In quello stesso istante, altri passi rimbombarono per il corridoio. Erano meno veloci rispetto a quelli di Alek ma non per questo più calmi.
–Andiamo – Catherine prese Amalia per mano e la tirò in avanti, fino a raggiungere l’uscita della scuola. Le due si diressero senza dirsi una parola alla fermata dell’autobus e vi arrivarono appena prima che iniziasse a piovere.
Solo quando ebbero entrambe preso posto sui sedili posteriori della vettura Catherine osò rompere il silenzio.
–Non se sia più strano il fatto che Alek Bàs ti abbia chiamato Incanto, facendoti un complimento, oppure il fatto che a te non abbia dispiaciuto.
Amalia arrossì. – Che diavolo ti salta in mente? Non hai sentito come gli ho risposto dopo?– disse quasi saltando in piedi tanta era l’enfasi che mise in quelle parole.
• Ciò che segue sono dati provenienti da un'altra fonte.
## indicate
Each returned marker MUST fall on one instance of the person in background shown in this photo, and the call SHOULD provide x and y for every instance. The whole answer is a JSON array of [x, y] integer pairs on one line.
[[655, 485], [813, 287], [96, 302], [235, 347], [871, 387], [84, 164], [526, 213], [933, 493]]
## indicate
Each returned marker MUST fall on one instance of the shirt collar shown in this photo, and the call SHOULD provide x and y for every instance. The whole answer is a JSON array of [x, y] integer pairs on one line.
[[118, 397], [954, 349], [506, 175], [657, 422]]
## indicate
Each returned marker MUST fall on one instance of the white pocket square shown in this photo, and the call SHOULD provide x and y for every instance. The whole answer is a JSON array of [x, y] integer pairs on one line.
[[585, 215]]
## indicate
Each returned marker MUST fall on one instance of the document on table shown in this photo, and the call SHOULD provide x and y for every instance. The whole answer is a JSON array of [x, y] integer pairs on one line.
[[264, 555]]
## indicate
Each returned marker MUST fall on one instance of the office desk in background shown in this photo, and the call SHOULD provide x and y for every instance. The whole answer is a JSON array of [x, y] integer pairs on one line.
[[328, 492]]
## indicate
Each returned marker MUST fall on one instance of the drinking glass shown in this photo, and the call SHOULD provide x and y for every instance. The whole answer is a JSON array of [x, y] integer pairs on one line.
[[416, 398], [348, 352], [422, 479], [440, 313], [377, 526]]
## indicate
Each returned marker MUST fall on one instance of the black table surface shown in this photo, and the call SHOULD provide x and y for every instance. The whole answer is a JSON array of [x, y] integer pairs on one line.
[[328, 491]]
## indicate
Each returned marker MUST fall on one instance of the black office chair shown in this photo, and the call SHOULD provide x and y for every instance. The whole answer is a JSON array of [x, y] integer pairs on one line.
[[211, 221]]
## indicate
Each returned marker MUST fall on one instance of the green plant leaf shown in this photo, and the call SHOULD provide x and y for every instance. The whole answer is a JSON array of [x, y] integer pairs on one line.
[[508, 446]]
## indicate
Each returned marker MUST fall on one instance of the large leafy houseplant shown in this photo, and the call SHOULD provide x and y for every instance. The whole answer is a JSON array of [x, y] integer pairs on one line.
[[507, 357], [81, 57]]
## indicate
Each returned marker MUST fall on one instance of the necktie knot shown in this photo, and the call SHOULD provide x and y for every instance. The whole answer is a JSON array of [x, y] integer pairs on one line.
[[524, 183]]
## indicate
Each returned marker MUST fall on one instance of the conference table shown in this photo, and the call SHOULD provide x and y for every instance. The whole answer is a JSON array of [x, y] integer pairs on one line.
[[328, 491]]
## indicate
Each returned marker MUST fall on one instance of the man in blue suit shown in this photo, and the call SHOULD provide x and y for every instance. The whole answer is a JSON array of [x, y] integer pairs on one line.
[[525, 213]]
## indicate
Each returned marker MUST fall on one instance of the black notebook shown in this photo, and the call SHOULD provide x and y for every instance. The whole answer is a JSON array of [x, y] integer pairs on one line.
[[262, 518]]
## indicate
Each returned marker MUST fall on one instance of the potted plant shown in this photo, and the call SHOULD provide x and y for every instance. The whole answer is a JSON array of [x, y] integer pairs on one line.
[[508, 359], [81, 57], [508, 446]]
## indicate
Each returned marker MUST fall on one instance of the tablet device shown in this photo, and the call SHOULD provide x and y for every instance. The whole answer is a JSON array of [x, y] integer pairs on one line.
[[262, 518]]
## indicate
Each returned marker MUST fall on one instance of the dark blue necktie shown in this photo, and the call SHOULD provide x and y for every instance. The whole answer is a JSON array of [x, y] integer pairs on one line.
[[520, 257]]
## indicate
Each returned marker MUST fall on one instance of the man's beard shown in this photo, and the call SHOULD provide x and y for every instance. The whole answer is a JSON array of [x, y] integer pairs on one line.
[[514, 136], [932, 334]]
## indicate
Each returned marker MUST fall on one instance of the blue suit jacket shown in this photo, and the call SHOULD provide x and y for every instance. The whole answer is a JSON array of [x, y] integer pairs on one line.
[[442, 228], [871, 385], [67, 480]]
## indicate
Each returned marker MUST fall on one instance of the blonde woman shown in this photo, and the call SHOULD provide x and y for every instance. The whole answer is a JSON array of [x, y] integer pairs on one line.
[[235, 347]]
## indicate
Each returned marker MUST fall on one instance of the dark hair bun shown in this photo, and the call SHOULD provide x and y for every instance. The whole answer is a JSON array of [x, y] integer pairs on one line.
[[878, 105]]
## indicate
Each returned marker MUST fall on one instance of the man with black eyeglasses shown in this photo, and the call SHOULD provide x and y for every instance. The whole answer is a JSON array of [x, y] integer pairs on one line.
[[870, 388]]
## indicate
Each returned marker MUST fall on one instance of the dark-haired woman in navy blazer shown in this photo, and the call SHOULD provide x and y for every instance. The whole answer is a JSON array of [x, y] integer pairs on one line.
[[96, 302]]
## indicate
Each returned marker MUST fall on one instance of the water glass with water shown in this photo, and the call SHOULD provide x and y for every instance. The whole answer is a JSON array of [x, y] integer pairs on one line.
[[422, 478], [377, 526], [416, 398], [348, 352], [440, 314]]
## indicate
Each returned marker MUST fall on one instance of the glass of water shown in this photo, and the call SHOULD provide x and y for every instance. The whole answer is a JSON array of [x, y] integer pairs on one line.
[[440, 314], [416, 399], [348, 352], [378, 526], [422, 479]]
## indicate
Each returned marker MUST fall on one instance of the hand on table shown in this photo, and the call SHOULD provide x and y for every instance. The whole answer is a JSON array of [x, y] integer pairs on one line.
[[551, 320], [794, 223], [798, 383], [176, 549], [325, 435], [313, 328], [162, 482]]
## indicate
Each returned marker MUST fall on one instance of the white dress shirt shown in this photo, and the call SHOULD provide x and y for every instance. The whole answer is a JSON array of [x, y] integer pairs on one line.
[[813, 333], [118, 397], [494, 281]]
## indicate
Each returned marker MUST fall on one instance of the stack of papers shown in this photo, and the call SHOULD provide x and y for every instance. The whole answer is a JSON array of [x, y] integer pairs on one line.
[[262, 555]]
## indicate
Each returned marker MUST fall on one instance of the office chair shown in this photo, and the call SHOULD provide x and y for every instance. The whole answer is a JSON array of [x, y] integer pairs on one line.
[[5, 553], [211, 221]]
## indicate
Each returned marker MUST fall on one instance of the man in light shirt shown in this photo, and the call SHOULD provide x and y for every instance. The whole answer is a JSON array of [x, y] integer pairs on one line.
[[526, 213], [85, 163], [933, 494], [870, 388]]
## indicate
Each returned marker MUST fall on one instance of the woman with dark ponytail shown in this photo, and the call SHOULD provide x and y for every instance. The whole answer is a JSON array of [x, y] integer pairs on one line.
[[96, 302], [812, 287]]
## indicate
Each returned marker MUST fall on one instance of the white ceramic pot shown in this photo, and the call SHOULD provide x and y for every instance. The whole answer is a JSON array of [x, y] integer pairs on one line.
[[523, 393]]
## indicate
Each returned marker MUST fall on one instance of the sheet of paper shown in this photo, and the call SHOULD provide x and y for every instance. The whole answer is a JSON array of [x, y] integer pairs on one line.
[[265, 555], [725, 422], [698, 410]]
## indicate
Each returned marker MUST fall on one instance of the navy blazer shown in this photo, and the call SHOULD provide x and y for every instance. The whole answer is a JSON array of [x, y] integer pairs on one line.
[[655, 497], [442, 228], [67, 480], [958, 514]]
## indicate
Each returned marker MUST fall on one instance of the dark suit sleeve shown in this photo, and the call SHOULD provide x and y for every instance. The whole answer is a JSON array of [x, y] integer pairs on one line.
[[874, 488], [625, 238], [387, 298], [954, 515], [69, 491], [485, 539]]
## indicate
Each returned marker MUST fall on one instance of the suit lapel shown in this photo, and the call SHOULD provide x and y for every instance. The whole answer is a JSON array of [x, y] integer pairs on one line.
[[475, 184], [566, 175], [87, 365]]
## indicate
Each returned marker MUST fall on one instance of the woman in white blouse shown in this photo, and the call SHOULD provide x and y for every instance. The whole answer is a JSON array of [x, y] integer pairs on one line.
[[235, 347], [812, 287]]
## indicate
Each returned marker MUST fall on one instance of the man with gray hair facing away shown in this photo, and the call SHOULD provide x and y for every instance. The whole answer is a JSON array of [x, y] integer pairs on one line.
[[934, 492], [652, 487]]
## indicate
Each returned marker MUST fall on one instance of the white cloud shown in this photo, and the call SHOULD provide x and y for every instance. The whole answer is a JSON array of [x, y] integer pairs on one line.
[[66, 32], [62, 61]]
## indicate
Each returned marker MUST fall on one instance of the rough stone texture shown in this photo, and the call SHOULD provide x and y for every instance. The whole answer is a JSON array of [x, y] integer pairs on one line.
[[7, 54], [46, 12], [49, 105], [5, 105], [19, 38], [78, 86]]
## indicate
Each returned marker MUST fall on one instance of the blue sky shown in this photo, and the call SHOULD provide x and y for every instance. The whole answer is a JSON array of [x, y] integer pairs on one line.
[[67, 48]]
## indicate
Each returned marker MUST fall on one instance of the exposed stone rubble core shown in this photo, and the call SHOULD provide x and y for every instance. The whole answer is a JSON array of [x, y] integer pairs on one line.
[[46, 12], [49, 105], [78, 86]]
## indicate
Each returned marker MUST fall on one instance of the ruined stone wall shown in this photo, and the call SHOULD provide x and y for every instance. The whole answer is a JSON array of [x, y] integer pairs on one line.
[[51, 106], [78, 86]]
Catherine le rivolse uno sguardo sospettoso e si tirò una ciocca di capelli scuri dietro l’orecchio.
–Amalia sono una ragazza anche io, nel caso in cui te lo sia dimenticata. Anche a me avrebbe dato piacere ricevere un simile commento da un ragazzo, indipendentemente dal fatto che quello fosse Alek Bàs– rispose, non distogliendo gli occhi da Amalia nemmeno per un secondo – inoltre, ormai ti conosco. So che sei fin troppo orgogliosa per ammettere che qualsiasi cosa ti incanti.
Amalia avrebbe voluto urlare. Voleva cancellare quello stupido complimento di Alek dalla sua testa il primo possibile, e Catherine non la stava aiutando di certo a farlo.
La coincidenza che il ragazzo l’avesse chiamata come faceva Emilie era fin troppo inquietante e, d’altra parte, lo era anche il fatto che Alek sapesse il nome della nonna, cosa che Amalia ricordò le aveva confidato tempo in prima durante uno dei loro incontri, se così si potevano chiamare.
Tutto questo metteva assolutamente in secondo piano che Alek avesse fatto un apprezzamento nei suoi confronti, solo che Amalia che non sapeva se era il caso di confidarlo all’amica.
Nel dubbio, non disse nulla e proseguì il resto del viaggio a rispondere a monosillabi alle continue domande di Catherine che, dal canto suo, non sembrava voler mollare la presa sull’argomento.
Una volta arrivata a casa si buttò subito a letto, declinando la cena che Eureka aveva appena preparato.
Si addormentò di botto, senza nemmeno essersi tolta la divisa umida.
Ingenuamente credette che il sonno potesse confortarla, ignorando che da ormai troppo tempo non lo facesse più.